Je suis soudain sur mes gardes. Comme craintif. Je me sens extrêmement vulnérable. Sa bouche se referme sur ma turgescence revenue. Je me tiens au mur, penché au-dessus de la cuvette. Juste avant de perdre l’équilibre. Ce damné vertige n’est pas la cause d’une autre altitude que celle où me projette ma surprenante amie. Elle cesse tout aussi soudainement pour se redresser. << Un fantasme ! >> lance t-elle. Sans me lâcher. C’est par ma virilité qu’elle m’entraîne. Me tirant des toilettes pour m’emmener à la salle bain. Je dis : << Tu fais fort ce matin ! >>. Odélie me fait un merveilleux sourire dans le miroir. Nous nous mettons de l’eau sur les visages. Il a été décidé hier qu’il n’y aurait pas de jogging ni d’entraînement pour cette dernière matinée ensemble.
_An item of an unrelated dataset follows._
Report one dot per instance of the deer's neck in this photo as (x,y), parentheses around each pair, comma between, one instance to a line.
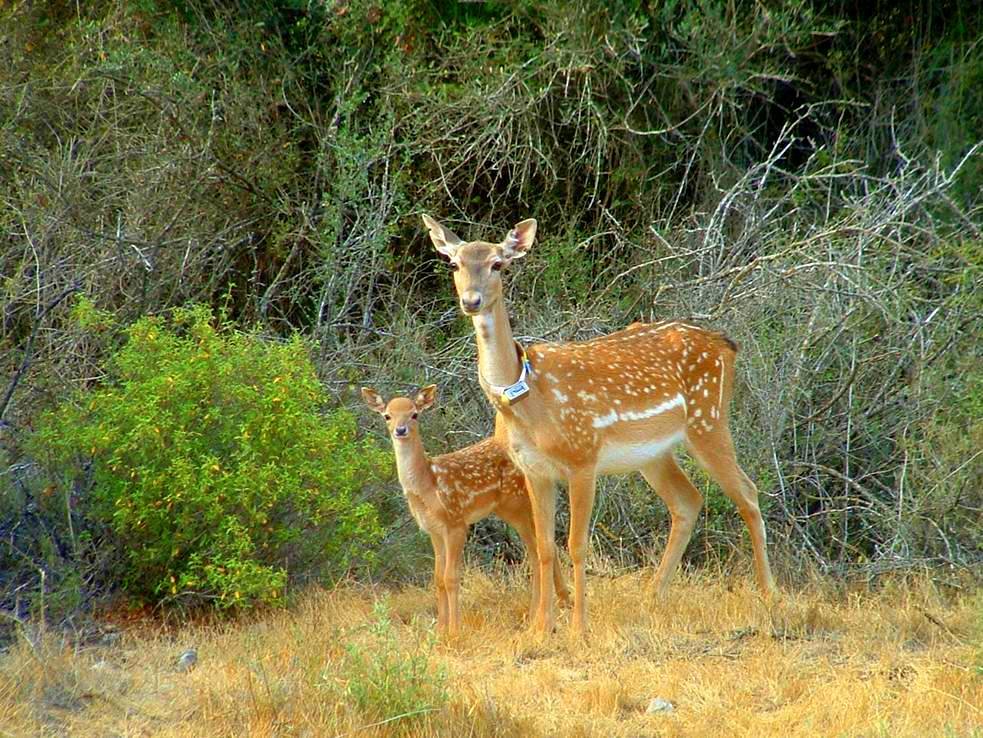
(413,466)
(497,360)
C’est en T-shirts et slips de nuit que nous dévalons les escaliers. La météo a bien changé. Le ciel est gris et bas. Je m’inquiète de l’état de ma complice. Elle me rassure. `
<< Juste quelques contractions désagréables ! >> confie t-elle en préparant le café. Odélie m’avoue ne plus avoir trouvé le sommeil. D’être restée à rêvasser, à faire le bilan de notre histoire extraordinaire. En pressant les oranges, en pelant les kiwis, j’écoute. Je veux saisir le sens de chaque mot dans toute sa signification. Odélie reste très rarement dans l’écume des choses lorsqu’elle évoque notre relation. Je passe à l'arrière de son dos pour passer mes bras autour de sa taille. Pour l’écouter. Mes lèvres dans sa nuque. Je caresse son ventre. << Tu fais comme un homme dont la compagne serait enceinte ! >> dit elle en saisissant mes poignets. Elle se retourne pour rajouter : << C’est beau ! Ça me ramène aux fondamentaux de ma féminité ! >>. Nous prenons notre petit déjeuner en dissertant sur ces dix jours passés ensemble. Ma douce amie en décrit la manière dont ses souvenirs s’inscriront dans sa mémoire.
Il ne sera probablement pas possible de nous voir pour les fêtes de fin d’année. << Je vais consacrer beaucoup de temps à ma famille. Je les néglige depuis mes incessants voyages. Et puis il y aura mon garde du corps ! >> explique t-elle. Par contre, durant nos randonnées, nous avons envisagé la possibilité de nous revoir au printemps. Dans le Sud. De passer dix jours dans le pays Cathare est encore un projet floue. Nous nous promettons d’y donner forme par courriels. Ce ne sera hélas que par mails que nous garderons le contact. Et comme je sais quelle ne visite ses messageries qu’avec parcimonie, je suggère de laisser un petit mot sur sa chaîne Youtube pour l’informer d’un courriel. Odélie vient s’installer sur mes genoux. S’emparant de ma dernière tartine pour la tremper dans mon bol. J’adore quand elle pose ses lèvres collantes et sucrées sur les miennes. Qu’elle glisse sa langue une petite seconde dans ma bouche.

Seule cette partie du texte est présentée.